Primed for a comeback

Jeremy Bowman (Etsy): Like a lot of other e-commerce stocks, Etsy shares surged during 2020 and 2021 only to fade this year as the company faced difficult comparisons and consumer spending habits shifted toward services like travel and restaurants.

Etsy stock has already rebounded significantly from its earlier lows, but there are a number of reasons why the stock could move higher in 2023.

First, after four straight quarters of triple-digit revenue growth, the company will face much easier comparisons in 2023 following sluggish growth last year. Revenue growth has accelerated over the last two quarters, and the company should also benefit from more favorable currency translation because the stronger dollar also weighed on its performance. In 2021, 42% of its gross merchandise sales came from international markets.

Etsy also has a scalable model through its two-sided marketplace, as the company collects commissions from sales on its platforms and charges other fees to sellers. Its adjusted EBITDA margin increased every year from 2018 to 2021, reaching 31% last year, and while it's fallen slightly in 2022 thanks to flat growth, it should return to growth as sales rebound.

CEO Josh Silverman noted that the company uses a variable cost business model, meaning it's less at risk of seeing profitability declining because its spend on marketing and other categories is based on revenue.

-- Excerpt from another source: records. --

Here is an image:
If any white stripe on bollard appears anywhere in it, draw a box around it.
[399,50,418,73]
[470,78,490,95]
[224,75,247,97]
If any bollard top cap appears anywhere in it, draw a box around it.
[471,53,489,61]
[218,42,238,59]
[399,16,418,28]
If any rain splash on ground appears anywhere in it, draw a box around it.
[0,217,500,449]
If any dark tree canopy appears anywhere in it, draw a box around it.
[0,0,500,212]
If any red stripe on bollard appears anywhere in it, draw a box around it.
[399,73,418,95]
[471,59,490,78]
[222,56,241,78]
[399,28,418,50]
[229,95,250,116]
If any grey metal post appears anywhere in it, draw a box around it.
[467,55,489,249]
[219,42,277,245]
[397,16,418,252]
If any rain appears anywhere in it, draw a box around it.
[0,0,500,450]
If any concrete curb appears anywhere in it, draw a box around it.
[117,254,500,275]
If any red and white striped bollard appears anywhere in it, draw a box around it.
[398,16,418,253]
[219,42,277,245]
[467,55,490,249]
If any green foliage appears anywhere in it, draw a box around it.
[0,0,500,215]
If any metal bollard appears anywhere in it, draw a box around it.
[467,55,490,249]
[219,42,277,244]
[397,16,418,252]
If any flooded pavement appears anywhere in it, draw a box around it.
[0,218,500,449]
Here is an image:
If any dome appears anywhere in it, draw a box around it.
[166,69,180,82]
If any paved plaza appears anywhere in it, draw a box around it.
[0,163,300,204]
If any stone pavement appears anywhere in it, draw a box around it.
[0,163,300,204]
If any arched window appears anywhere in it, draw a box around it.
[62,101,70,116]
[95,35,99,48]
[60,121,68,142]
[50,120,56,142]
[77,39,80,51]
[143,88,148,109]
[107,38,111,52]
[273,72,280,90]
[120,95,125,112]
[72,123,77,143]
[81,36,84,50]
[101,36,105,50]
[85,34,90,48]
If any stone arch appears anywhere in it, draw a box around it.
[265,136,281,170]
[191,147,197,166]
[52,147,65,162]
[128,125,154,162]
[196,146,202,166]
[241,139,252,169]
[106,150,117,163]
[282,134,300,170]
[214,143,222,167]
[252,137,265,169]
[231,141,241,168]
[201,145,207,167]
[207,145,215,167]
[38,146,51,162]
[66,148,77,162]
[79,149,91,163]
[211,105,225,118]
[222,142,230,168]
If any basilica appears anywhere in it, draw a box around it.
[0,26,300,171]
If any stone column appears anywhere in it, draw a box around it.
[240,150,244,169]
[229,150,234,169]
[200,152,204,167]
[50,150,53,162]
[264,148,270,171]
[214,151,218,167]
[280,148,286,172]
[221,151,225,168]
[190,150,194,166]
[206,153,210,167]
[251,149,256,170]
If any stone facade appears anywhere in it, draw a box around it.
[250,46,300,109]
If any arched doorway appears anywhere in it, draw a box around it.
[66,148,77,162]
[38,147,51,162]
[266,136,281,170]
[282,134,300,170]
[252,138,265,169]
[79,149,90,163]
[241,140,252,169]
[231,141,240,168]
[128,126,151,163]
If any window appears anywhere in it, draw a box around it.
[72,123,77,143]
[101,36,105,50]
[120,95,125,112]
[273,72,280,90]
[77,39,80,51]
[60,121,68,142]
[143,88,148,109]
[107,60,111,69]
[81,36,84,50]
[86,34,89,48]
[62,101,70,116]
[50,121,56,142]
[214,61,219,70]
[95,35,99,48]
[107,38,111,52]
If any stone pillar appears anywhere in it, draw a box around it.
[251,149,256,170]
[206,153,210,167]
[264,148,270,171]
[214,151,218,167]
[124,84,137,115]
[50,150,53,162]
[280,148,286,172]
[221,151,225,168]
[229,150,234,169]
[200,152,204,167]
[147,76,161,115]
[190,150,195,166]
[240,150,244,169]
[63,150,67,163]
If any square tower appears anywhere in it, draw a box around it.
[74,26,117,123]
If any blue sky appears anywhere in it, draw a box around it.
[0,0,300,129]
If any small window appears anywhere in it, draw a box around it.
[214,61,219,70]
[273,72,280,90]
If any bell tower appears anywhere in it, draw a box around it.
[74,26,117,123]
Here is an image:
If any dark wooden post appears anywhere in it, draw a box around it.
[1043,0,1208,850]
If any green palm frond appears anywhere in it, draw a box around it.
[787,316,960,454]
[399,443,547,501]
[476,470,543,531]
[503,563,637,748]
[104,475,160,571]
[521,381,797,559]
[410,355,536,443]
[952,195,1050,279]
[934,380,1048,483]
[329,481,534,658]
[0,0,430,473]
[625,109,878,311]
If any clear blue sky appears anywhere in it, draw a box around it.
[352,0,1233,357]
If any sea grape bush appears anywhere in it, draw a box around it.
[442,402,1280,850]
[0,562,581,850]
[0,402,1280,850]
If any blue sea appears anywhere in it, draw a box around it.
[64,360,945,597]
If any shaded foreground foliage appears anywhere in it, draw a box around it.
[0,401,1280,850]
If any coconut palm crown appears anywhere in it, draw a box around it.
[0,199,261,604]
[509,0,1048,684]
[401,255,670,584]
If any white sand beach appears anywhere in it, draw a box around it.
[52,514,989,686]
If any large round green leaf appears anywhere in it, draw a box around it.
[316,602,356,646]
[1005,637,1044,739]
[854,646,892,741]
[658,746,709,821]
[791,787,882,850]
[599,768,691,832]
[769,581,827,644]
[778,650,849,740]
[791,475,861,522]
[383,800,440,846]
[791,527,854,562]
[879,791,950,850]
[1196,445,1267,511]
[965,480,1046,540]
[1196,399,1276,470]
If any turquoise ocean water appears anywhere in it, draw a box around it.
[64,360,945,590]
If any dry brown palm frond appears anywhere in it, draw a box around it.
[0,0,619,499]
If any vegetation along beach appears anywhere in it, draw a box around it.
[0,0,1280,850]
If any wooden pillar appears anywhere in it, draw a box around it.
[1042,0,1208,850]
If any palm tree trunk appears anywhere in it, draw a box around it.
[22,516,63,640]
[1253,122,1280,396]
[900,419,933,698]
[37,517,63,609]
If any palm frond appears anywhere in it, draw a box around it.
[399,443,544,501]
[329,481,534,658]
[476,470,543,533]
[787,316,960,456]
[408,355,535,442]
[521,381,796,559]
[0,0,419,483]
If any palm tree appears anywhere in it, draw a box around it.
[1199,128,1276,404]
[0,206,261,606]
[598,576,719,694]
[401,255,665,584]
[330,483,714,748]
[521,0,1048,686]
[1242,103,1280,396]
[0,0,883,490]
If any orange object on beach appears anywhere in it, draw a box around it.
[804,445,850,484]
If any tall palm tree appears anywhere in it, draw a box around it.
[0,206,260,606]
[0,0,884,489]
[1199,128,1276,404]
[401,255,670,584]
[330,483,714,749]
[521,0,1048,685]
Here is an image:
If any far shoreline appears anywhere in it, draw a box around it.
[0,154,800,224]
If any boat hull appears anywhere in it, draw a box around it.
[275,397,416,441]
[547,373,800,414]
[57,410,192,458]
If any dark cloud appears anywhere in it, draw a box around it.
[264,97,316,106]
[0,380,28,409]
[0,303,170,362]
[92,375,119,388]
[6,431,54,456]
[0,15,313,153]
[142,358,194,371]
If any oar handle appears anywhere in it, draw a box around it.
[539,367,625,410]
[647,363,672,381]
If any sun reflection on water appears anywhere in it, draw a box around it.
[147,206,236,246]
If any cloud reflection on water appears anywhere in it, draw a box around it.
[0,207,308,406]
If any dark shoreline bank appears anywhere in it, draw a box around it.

Finally, while Etsy sells mostly discretionary items, it might be able to withstand a recession better than most investors think. The platform might well attract new sellers looking for side hustles as they try to make ends meet in a tougher economy, and that could boost traffic in a way that would help Etsy's sales.

If the company can demonstrate solid growth on the top and bottom lines next year, the stock is likely to benefit from multiple expansion. It currently trades at roughly 25 times adjusted EBITDA.

Over the long term, the company looks well positioned, with a unique niche in a large addressable market.